1. Mango for Immunity : One of the vitamin mango is rich in is vitamin C. A cup of chopped mango fulfills more than ¾ of your day’s requirement for this vitamin. Wonder what are its benefits? The most important role it has is to build our immune system by building our white blood cells (WBC) and in turn help to keep diseases like common cold and cough at bay. Research has shown since years that more the intake of vitamin C, the more is the body’s power to resist infections.
2. Mango for Heart Health : Another key nutrient that mango is brimming with is magnesium. This mineral along with potassium helps to in maintaining normal heart rate, relaxes the blood vessels and keeps blood pressure also under check. Additionally mango being a plant source is free of cholesterol totally.
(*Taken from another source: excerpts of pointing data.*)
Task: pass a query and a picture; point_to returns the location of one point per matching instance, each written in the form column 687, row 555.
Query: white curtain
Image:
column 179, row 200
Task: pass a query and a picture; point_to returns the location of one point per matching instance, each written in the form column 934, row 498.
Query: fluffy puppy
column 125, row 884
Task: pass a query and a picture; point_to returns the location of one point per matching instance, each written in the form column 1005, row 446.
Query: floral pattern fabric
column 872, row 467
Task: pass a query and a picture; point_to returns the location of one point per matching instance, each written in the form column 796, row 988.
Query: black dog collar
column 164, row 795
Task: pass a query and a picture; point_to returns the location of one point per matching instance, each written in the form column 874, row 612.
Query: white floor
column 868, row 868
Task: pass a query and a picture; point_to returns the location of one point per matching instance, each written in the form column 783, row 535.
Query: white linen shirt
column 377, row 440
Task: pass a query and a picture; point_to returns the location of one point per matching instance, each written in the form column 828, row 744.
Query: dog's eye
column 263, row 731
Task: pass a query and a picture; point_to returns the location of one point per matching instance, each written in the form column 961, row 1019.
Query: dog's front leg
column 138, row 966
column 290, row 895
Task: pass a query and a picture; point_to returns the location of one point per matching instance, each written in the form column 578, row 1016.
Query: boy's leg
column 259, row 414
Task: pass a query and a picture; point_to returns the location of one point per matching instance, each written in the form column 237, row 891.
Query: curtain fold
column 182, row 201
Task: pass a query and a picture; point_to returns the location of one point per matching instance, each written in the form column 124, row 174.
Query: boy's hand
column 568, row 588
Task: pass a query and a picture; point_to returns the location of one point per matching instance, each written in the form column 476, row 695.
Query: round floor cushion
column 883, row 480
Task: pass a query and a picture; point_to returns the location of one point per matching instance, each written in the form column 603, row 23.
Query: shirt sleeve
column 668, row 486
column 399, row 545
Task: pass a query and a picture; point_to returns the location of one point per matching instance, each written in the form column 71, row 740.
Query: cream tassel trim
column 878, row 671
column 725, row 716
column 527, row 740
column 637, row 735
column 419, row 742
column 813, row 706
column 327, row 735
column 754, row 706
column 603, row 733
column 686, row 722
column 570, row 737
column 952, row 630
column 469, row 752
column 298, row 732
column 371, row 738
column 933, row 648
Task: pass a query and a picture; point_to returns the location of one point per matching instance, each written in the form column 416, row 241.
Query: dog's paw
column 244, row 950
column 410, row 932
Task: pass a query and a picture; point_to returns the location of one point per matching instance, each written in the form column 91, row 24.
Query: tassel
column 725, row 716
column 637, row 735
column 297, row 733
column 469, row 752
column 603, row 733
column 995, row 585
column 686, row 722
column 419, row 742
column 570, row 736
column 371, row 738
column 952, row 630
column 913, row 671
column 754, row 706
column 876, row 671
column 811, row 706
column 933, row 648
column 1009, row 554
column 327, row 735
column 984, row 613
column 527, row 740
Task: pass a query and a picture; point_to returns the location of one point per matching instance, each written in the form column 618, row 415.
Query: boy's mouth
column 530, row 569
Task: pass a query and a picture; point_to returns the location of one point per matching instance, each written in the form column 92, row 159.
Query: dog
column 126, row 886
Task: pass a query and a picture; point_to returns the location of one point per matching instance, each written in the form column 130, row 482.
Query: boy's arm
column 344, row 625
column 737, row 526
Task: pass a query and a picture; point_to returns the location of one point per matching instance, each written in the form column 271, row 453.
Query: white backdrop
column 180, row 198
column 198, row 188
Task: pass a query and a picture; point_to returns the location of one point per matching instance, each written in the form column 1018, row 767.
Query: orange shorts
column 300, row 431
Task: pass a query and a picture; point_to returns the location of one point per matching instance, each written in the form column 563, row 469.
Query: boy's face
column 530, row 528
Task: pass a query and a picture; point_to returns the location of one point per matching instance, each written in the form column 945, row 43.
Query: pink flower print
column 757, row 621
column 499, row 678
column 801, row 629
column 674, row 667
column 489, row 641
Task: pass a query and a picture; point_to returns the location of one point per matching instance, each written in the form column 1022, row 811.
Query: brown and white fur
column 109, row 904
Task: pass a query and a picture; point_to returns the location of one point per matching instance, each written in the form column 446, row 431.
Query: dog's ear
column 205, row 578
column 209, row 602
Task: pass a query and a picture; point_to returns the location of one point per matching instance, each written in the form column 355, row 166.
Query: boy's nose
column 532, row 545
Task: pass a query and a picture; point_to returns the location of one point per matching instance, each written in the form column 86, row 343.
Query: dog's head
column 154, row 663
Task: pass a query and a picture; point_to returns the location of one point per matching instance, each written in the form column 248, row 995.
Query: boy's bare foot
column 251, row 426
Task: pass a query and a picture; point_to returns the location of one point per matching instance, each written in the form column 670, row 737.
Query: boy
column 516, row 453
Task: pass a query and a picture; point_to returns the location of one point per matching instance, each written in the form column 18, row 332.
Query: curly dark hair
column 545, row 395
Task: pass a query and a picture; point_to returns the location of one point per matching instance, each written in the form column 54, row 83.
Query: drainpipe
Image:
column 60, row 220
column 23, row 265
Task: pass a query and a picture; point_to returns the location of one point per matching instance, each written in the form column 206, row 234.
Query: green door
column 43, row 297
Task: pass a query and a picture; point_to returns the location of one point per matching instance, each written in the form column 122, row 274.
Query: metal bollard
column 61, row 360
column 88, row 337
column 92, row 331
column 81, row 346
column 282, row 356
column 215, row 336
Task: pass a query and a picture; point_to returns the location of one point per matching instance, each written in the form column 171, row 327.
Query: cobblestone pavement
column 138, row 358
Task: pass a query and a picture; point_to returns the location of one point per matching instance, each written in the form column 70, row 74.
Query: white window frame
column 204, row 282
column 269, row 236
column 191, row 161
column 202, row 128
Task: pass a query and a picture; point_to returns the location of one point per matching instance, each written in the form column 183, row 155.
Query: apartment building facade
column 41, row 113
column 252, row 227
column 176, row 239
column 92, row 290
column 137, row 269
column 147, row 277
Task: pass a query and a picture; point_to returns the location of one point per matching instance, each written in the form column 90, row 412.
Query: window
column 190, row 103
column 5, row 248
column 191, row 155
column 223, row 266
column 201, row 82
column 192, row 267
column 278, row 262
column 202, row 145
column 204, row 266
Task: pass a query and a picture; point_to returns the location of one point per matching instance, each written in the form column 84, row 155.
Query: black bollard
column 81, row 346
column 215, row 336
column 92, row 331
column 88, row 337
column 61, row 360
A healthier recipe for those want to protect their heart is Mango Salsa – it’s truly appetizing and worth trying when mangoes are in season. However stay steer away of serving it with fried chips and nachos. Try health Baked Oats Puris and Wheat Khakhras instead. But remember not to go overboard with any one fruit or veggie. Have variety in your meals daily to benefit from a horde of nutrients.
3. Mango for Healthy Vision : In general it is said that yellow and orange fruits and vegetables are a good source of vitamin A. Mango proves this unquestionably. You will be surprised to know that one cup of mango is enough to make up for your daily requirement of vitamin A. This vitamin along with protein and vitamin C helps in maintaining eye health. Lack of vitamin A has been known to cause Night Blindness. Click here for the complete list of Vitamin A rich Ingredients and Recipes. Moreover, mangoes also abound in antioxidant zeaxanthin which plays a key role in filtering harmful blue rays falling on the eyes and thus protecting eye from damage.
4. Mango for Prevention of Cancer : The polyphenol, Mangiferin, present in mango has shown very promising result in preventing the growth as well as destruction of cancer cells. In addition they also contain antioxidants which reduce the oxidative stress in the body and help protect us from different types of cancer like prostrate, breast and colon. Some of these antioxidants are quercetin, astragalin, vitamin A and vitamin C. In a nutshell, mangoes are considered as anti-carcinogens. Do not miss out on stacking up on these antioxidants during the summer season when mangoes are found in plenty. Try a healthy Mango treat like Mango Banana and Spinach Smoothie Bowl while avoiding sugar laden sweet Mango treats like Mango Sheera, Mango Cheesecake and Mango Srikhand.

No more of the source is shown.